La guerre froide accélère cette transformation. Deux blocs s’opposent, chacun cherchant à savoir ce que l’autre pense, prévoit ou prépare. L’équilibre nucléaire repose sur l’incertitude et la nécessité de découvrir les intentions adverses en surveillant les communications. C’est dans ce contexte qu’apparaît le réseau ECHELON, le système d’écoute le plus ambitieux jamais conçu. Créé à la fin des années 1940 grâce à l’accord UKUSA, il réunit les États-Unis, le Royaume-Uni, le Canada, l’Australie et la Nouvelle-Zélande, appelés les “Five Eyes”. Au départ, il vise à intercepter les communications radio et satellitaires de l’Union soviétique et de ses alliés. Mais rapidement, son champ d’action s’étend : diplomates, entreprises, ONG, journalistes et même alliés européens sont aussi surveillés. Tout ce qui circule dans les airs peut être capté, filtré et archivé.

Pendant des décennies, ECHELON reste un secret à peine évoqué. Les stations d’écoute de Menwith Hill au Royaume-Uni, Pine Gap en Australie ou Sugar Grove aux États-Unis créent un réseau mondial. Chaque appel international ou message transmis par satellite peut être intercepté, transformé en texte et analysé par des programmes de reconnaissance linguistique simples. L’objectif n’est pas de tout comprendre, mais de tout collecter. En 2001, un rapport du Parlement européen confirme officiellement l’existence d’ECHELON : l’Europe, pourtant alliée de Washington, avait été surveillée pendant des années.

L’Occident n’est pas seul à surveiller. À l’Est, le bloc soviétique développe aussi ses propres systèmes d’écoute. En URSS, le KGB met en place un vaste réseau de surveillance interne, avec des millions de dossiers. En Allemagne de l’Est, la Stasi va encore plus loin : un habitant sur soixante collabore, de gré ou de force, avec la police politique. À Berlin-Est, des micros sont cachés dans les murs, les interrupteurs et les cadres. Les lettres sont ouvertes à la vapeur, les appels téléphoniques enregistrés, et même les odeurs corporelles sont conservées pour identifier les dissidents avec des chiens. L’espionnage devient une pratique courante, partagée par tous.

L’ironie de la guerre froide, c’est que deux modèles de surveillance finissent par se ressembler, même chez des ennemis. À l’Ouest, la surveillance se veut défensive et rationnelle. À l’Est, elle est totale et punitive. Mais dans les deux cas, la sécurité sert de justification. L’espionnage devient une réalité permanente. Les antennes de la NSA et les bureaux du KGB illustrent deux aspects d’une même obsession : tout mesurer pour réduire l’inconnu.
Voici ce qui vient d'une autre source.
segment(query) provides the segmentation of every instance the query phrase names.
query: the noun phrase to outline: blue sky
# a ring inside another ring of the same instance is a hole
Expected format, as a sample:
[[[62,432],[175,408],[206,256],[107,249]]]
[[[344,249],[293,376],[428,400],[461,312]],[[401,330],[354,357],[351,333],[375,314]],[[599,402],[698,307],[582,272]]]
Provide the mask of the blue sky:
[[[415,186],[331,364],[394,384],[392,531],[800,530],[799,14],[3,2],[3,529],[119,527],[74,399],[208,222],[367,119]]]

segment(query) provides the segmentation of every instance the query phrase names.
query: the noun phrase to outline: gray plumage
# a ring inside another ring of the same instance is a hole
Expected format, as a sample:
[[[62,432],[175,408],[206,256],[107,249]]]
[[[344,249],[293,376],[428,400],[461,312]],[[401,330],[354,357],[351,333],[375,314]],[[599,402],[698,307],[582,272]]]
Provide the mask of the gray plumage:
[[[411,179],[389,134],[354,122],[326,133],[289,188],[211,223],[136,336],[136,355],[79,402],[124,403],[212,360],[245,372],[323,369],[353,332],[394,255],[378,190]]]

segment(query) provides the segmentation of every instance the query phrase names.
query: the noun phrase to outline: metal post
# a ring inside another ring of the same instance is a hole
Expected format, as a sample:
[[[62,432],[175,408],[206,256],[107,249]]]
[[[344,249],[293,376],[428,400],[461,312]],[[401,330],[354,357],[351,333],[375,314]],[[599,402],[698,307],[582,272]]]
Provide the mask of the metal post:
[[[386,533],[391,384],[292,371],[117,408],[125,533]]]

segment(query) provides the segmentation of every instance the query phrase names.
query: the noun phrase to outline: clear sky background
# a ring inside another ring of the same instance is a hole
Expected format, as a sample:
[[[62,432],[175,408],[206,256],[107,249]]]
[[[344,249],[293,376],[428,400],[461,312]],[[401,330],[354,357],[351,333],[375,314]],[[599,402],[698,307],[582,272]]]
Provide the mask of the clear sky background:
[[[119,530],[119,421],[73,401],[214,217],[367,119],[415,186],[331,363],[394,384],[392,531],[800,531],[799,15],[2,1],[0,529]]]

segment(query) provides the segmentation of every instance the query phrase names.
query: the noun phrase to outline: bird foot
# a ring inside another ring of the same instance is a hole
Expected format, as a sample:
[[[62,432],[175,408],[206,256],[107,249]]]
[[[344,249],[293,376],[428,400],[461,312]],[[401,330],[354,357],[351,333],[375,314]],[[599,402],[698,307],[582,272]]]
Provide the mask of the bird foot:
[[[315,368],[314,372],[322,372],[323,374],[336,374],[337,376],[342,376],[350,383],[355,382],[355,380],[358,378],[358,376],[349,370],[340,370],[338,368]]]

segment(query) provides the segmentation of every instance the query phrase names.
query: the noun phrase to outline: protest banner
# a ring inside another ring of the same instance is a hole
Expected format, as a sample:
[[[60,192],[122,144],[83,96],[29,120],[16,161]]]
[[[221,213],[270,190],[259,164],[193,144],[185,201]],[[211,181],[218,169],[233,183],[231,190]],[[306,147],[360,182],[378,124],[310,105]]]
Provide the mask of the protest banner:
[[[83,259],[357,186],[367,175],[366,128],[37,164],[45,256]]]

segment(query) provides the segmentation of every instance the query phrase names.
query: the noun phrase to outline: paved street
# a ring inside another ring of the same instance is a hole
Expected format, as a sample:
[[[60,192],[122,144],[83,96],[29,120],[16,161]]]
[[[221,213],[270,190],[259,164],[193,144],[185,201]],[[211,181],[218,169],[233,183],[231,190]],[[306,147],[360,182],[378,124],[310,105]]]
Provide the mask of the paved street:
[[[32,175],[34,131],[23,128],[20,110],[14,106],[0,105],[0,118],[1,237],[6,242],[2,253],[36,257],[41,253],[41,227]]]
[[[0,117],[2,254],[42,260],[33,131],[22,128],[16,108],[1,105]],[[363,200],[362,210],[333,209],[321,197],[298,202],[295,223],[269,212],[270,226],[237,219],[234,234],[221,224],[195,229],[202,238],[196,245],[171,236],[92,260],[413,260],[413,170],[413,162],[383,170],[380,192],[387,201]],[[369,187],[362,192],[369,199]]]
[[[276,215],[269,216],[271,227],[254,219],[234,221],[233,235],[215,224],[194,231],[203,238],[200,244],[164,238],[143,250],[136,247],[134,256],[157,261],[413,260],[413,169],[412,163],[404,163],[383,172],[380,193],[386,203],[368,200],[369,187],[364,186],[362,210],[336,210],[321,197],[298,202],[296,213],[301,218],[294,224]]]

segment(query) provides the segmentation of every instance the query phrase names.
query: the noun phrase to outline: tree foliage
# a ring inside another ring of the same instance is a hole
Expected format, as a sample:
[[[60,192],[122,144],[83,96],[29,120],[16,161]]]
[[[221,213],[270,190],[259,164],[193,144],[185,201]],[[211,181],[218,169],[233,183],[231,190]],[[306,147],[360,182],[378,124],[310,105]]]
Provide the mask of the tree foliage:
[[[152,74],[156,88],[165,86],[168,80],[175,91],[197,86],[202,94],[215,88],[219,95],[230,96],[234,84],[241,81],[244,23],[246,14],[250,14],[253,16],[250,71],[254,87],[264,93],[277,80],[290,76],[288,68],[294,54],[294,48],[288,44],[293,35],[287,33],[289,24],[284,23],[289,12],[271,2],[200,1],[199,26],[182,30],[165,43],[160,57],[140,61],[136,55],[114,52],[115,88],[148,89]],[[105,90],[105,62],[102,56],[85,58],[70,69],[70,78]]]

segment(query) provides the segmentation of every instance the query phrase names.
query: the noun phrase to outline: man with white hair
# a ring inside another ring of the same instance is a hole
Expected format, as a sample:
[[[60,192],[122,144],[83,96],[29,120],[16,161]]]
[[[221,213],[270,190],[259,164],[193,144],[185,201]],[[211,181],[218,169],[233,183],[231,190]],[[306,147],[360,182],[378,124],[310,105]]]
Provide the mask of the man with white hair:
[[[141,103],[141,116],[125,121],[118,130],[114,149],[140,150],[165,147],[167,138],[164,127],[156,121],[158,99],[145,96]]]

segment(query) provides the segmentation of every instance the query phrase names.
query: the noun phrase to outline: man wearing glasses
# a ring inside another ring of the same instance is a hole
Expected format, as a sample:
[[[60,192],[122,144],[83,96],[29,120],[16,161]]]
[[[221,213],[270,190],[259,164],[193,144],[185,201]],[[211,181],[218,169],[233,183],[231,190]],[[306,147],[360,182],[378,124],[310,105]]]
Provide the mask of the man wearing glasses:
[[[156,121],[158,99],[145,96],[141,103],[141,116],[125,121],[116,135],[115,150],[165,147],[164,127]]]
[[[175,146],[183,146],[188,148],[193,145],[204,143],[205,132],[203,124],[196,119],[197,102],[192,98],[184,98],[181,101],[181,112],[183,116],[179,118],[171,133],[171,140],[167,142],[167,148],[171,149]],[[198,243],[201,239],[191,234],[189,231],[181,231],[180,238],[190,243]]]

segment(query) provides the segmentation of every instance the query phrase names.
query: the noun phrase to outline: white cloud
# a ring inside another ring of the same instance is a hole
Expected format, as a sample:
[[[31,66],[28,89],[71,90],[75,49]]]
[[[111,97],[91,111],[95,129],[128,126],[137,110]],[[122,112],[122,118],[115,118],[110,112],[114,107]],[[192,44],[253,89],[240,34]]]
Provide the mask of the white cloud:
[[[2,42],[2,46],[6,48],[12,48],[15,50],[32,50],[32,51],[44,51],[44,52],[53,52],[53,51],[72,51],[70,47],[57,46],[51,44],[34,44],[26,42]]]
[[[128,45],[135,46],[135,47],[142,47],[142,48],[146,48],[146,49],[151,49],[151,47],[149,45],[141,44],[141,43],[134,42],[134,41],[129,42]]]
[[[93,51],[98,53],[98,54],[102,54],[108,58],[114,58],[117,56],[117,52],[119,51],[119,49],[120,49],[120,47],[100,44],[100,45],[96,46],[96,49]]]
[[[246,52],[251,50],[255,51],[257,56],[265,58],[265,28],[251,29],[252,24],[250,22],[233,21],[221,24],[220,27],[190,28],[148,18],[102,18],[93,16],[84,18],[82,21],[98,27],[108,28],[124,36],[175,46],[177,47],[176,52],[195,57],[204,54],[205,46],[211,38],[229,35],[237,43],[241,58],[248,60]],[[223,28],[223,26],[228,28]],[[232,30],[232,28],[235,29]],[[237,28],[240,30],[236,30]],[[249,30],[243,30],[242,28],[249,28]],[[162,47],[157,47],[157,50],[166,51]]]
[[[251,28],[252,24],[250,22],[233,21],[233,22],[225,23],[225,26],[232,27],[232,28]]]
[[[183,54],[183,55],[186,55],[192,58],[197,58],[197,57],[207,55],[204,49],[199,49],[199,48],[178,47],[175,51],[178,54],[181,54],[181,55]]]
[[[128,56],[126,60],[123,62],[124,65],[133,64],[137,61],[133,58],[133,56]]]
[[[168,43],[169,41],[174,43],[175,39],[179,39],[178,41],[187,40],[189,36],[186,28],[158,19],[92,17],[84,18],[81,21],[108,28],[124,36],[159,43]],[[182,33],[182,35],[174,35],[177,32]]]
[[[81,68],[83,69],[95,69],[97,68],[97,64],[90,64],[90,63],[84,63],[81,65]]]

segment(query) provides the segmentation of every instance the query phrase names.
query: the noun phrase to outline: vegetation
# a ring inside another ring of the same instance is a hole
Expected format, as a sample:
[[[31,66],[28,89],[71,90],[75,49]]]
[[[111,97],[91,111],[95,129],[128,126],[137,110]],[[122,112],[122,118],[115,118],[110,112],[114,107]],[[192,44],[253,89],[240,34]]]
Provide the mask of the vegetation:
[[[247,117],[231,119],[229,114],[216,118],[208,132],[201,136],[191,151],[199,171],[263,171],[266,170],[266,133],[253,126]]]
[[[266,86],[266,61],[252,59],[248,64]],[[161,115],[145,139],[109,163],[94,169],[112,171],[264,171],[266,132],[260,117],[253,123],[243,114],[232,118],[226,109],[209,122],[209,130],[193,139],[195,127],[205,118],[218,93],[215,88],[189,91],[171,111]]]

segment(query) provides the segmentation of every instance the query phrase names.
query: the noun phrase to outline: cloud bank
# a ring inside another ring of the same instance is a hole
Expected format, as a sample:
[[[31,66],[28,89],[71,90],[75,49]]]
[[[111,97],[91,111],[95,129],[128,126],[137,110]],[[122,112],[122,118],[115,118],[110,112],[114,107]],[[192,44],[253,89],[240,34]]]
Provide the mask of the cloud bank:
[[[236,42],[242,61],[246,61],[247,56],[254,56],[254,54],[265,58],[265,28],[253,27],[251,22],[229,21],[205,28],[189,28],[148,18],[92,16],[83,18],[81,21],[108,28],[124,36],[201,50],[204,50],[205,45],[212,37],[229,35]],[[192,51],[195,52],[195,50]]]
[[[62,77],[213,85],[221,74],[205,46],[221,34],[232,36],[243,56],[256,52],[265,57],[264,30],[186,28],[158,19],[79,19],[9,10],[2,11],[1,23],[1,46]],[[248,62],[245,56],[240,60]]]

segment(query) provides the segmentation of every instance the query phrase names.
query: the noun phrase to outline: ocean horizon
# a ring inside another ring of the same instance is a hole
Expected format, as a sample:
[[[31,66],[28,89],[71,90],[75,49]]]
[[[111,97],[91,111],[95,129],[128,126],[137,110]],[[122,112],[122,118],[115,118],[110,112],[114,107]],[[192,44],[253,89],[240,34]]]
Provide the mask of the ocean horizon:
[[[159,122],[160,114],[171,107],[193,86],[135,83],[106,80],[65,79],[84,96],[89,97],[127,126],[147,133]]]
En France, la surveillance est plus discrète mais bien réelle. Dès les années 1950, la DGSE, issue du SDECE, commence à écouter les communications étrangères. Les Renseignements généraux continuent de collecter des informations à l’intérieur du pays. Pendant la guerre d’Algérie, les services français mettent au point des méthodes pour repérer les communications rebelles, qui serviront plus tard dans la lutte antiterroriste. Dans les années 1980, le satellite d’écoute Syracuse permet à la France de rejoindre les grandes puissances capables d’intercepter à distance. La France devient ainsi un État qui écoute, et la culture du secret s’installe peu à peu.

Dans les démocraties, la surveillance est longtemps cachée derrière le langage du renseignement extérieur. Les citoyens se rassurent en croyant que seuls les espions sont surveillés. Mais la technologie efface peu à peu cette frontière. Les signaux ne s’arrêtent pas aux frontières : les antennes qui interceptent les messages soviétiques captent aussi ceux des ambassades alliées, des entreprises européennes et des communications civiles. Le renseignement devient alors une question d’économie de l’information.

À la fin de la guerre froide, un nouvel enjeu apparaît : l’espionnage industriel. Les grandes entreprises deviennent des cibles importantes. Boeing, Airbus, Total, Siemens, Alstom, Alcatel… toutes seront citées dans des enquêtes parlementaires pour avoir été écoutées par des agences anglo-saxonnes au profit de concurrents américains. La surveillance n’est plus seulement un outil de sécurité nationale, elle devient aussi un atout économique. Dans le silence des stations d’écoute, la mondialisation se prépare.

C’est dans ce contexte que se forment les prémices du XXIᵉ siècle. Le monde sort de la guerre froide avec un appareil de surveillance d’une puissance sans précédent : satellites espions, câbles sous-marins, ordinateurs capables de trier des millions de signaux par minute. Les États possèdent déjà tout ce qu’il faut pour bâtir un système de contrôle global. Il ne leur manque qu’un déclencheur, un prétexte pour l’utiliser à pleine capacité. Ce déclencheur viendra en 2001, à New York. Mais avant cela, la guerre froide aura légué au monde libre sa plus lourde héritière : la conviction que pour rester fort, il faut tout écouter.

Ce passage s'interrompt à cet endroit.